We were able to keep most of our other existing infrastructure tools (such as Cloudflare and Statuspage with minimal changes.
There were also a few technologies that we considered but didn’t make the cut for the initial transition:
- Istio: When we began the transition, installing and managing Istio was a manual process and seemed far too involved for our needs. GKE has since added built-in Istio support, which we may consider using in the future, but at our scale we don’t yet see the need for a service mesh.
- Vault: Vault has a number of compelling features for secrets management, but the fact that we would have to run it ourselves as a critical piece of infrastructure is a major disadvantage. We may consider adding it as part of a future infrastructure upgrade, however.
- Spinnaker, Weaveworks, and similar: Kubernetes allows for a huge amount of deployment flexibility, and there are a number of powerful CI/CD options that integrate with Kubernetes to implement things like customized deployment strategies. But we had a pre-existing CI/CD pipeline (using CircleCI) that we were quite happy with, so we decided to implement the minimal changes necessary to integrate with Kubernetes rather than try to implement something”fancier”.

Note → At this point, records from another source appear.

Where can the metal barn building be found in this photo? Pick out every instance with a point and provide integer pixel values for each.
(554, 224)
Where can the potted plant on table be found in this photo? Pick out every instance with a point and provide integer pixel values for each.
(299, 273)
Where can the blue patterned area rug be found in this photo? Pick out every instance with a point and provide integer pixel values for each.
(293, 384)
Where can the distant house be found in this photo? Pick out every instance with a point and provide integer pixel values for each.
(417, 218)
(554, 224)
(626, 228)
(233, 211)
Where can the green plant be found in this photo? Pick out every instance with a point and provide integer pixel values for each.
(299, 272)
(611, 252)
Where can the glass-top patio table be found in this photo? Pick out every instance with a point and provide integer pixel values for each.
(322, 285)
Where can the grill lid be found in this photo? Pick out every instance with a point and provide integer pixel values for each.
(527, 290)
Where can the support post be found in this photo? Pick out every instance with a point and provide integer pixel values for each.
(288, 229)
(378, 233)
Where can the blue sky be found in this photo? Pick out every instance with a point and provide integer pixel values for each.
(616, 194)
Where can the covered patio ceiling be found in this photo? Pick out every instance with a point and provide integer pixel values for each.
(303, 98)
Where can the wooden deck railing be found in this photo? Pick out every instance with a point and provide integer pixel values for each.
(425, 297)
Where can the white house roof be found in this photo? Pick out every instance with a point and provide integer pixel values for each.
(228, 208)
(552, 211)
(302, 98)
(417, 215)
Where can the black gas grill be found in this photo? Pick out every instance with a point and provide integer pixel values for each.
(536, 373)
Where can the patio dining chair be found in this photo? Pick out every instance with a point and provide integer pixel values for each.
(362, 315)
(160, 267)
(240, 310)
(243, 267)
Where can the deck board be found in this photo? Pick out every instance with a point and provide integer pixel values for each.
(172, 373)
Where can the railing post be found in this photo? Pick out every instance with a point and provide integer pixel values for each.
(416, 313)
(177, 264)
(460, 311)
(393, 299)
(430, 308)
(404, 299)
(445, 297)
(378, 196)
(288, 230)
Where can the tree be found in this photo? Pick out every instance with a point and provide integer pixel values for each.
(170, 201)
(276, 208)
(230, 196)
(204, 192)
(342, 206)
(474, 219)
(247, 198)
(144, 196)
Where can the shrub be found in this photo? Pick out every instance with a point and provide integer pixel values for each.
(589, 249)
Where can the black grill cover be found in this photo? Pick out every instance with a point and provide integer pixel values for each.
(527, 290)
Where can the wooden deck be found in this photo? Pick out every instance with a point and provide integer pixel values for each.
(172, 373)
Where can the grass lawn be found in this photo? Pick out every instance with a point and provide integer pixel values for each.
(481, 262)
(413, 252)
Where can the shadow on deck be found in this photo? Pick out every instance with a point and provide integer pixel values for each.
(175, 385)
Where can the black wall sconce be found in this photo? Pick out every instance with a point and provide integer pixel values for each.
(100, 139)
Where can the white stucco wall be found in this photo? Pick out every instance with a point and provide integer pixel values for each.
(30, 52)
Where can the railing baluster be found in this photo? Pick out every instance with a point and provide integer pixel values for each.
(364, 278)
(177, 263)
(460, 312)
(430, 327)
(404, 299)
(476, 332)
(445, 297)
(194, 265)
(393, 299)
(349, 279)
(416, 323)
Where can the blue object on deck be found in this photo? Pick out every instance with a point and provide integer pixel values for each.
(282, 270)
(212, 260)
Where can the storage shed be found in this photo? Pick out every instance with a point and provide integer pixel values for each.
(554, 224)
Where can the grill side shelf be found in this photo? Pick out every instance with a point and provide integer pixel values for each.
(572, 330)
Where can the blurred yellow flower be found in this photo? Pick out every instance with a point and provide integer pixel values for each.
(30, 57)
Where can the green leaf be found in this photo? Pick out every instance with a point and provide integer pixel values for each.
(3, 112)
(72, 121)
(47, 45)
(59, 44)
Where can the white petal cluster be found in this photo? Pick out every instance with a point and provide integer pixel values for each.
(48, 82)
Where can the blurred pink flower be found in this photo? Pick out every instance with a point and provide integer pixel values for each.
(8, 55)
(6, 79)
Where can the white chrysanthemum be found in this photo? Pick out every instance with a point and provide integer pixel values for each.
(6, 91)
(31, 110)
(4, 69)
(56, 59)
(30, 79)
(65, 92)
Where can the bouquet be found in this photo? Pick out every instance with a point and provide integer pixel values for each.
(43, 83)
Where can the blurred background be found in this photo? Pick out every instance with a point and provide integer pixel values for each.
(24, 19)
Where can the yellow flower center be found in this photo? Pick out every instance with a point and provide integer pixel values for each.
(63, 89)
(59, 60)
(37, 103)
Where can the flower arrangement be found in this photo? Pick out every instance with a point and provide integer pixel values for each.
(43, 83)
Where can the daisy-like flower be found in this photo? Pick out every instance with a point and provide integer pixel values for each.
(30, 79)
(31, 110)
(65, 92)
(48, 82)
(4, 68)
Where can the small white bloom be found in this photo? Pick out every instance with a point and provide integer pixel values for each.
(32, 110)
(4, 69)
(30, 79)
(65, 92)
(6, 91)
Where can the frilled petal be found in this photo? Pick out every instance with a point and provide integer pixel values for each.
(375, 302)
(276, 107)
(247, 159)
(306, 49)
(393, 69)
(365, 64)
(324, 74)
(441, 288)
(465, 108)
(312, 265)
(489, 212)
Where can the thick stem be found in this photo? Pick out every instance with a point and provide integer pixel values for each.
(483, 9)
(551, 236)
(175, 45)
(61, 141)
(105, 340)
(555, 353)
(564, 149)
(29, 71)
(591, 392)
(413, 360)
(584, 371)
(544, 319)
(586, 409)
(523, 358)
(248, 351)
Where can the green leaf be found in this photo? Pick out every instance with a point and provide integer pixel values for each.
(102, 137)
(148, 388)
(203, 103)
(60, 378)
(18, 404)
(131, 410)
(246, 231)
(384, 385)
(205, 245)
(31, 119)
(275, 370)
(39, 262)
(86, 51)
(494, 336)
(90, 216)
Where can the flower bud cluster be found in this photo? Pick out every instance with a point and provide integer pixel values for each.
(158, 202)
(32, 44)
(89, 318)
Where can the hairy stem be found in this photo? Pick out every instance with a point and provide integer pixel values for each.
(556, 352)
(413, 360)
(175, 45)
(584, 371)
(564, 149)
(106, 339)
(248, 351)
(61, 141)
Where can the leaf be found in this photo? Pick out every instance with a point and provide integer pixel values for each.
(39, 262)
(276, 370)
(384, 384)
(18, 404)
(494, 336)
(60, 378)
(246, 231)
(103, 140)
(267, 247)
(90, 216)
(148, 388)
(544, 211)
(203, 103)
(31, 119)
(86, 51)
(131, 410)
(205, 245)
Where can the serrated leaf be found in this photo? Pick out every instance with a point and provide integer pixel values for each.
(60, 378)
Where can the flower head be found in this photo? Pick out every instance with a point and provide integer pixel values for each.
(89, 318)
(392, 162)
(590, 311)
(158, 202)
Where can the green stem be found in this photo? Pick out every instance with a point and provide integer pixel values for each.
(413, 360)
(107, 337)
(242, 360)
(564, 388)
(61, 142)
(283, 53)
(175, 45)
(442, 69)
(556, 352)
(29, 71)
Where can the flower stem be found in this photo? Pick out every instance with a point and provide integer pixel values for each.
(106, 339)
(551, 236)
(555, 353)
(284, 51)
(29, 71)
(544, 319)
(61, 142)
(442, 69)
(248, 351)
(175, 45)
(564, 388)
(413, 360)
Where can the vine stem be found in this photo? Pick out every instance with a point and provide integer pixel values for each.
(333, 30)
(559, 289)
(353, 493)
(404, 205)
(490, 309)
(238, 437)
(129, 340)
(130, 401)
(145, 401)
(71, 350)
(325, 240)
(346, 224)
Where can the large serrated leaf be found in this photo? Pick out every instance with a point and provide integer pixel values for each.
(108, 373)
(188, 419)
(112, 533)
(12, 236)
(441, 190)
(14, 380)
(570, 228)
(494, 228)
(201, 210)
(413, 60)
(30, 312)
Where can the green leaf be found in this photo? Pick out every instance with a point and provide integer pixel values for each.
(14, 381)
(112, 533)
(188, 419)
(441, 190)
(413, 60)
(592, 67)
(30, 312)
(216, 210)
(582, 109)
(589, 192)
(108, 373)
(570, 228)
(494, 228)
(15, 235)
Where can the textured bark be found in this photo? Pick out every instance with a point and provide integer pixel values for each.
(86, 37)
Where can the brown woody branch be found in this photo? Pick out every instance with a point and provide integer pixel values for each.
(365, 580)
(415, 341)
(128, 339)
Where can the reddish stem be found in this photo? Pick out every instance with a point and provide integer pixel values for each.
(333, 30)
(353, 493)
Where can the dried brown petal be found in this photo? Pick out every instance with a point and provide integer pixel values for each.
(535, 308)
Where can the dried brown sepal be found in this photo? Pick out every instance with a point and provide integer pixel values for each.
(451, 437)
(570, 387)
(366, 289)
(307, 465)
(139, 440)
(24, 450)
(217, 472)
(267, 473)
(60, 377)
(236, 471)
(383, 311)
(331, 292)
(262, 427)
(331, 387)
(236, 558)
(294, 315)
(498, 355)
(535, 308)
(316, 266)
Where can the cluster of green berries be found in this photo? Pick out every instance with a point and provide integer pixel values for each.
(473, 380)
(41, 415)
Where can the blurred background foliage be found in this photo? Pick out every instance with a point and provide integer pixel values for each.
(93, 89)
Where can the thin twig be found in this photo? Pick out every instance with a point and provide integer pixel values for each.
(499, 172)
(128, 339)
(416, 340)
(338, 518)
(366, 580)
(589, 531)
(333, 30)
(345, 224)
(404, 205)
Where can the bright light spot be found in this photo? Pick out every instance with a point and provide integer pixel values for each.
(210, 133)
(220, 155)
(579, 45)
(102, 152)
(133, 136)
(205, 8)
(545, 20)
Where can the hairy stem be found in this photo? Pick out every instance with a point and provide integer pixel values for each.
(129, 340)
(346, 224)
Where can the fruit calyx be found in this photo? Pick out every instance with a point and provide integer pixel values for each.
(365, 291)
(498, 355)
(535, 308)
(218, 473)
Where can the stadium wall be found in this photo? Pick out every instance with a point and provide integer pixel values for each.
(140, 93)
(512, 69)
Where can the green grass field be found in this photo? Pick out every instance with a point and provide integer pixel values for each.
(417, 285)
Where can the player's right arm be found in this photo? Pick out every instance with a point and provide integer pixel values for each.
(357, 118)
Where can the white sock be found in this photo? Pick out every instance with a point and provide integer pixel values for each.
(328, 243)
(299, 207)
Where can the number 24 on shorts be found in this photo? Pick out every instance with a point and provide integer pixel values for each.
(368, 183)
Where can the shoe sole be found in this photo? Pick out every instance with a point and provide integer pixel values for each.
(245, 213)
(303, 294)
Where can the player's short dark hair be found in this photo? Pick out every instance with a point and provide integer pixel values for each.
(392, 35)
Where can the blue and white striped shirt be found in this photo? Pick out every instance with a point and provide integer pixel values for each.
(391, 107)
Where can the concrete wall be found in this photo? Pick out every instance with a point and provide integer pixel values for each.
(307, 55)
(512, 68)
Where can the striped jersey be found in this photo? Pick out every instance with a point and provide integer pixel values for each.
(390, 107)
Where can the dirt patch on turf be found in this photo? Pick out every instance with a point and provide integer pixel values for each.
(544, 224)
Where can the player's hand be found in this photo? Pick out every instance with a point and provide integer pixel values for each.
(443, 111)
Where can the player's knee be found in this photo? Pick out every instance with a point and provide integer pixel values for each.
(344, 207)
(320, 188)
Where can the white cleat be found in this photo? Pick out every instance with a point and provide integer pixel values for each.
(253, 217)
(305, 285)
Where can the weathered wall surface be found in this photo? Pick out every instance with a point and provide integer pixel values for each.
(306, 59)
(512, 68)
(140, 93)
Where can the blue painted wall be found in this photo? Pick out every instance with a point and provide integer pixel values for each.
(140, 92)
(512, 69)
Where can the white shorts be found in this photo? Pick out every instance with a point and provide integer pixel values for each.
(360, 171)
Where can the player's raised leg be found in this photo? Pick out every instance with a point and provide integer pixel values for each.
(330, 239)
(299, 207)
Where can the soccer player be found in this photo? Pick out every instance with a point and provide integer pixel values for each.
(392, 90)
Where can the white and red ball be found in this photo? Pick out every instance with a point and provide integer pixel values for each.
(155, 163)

Now that I’ve laid out our reasoning for moving from Heroku to Google Kubernetes Engine (GKE) and other GCP services, I’ll describe the actual migration process in detail. This isn’t designed as a how-to guide for migrating from Heroku to GKE—Google has their own excellent tutorial for that—but rather a description of some of the challenges of migrating real-world production applications and how we overcame them.
Moving our applications to GKE was a complicated project with many moving parts, but there were three main tasks we needed to accomplish:
- Setting up our Kubernetes clusters
- Porting our application to Kubernetes
- Migrating our Postgres databases from Heroku Postgres to Google Cloud SQL
The database migration was by far the most involved and risky of these tasks—once we moved our data to GCP it would be extremely difficult to roll back, so it had to work the first time. In order to minimize the risk, we wanted to make sure that the rest of the migration process was complete before doing the final database switch.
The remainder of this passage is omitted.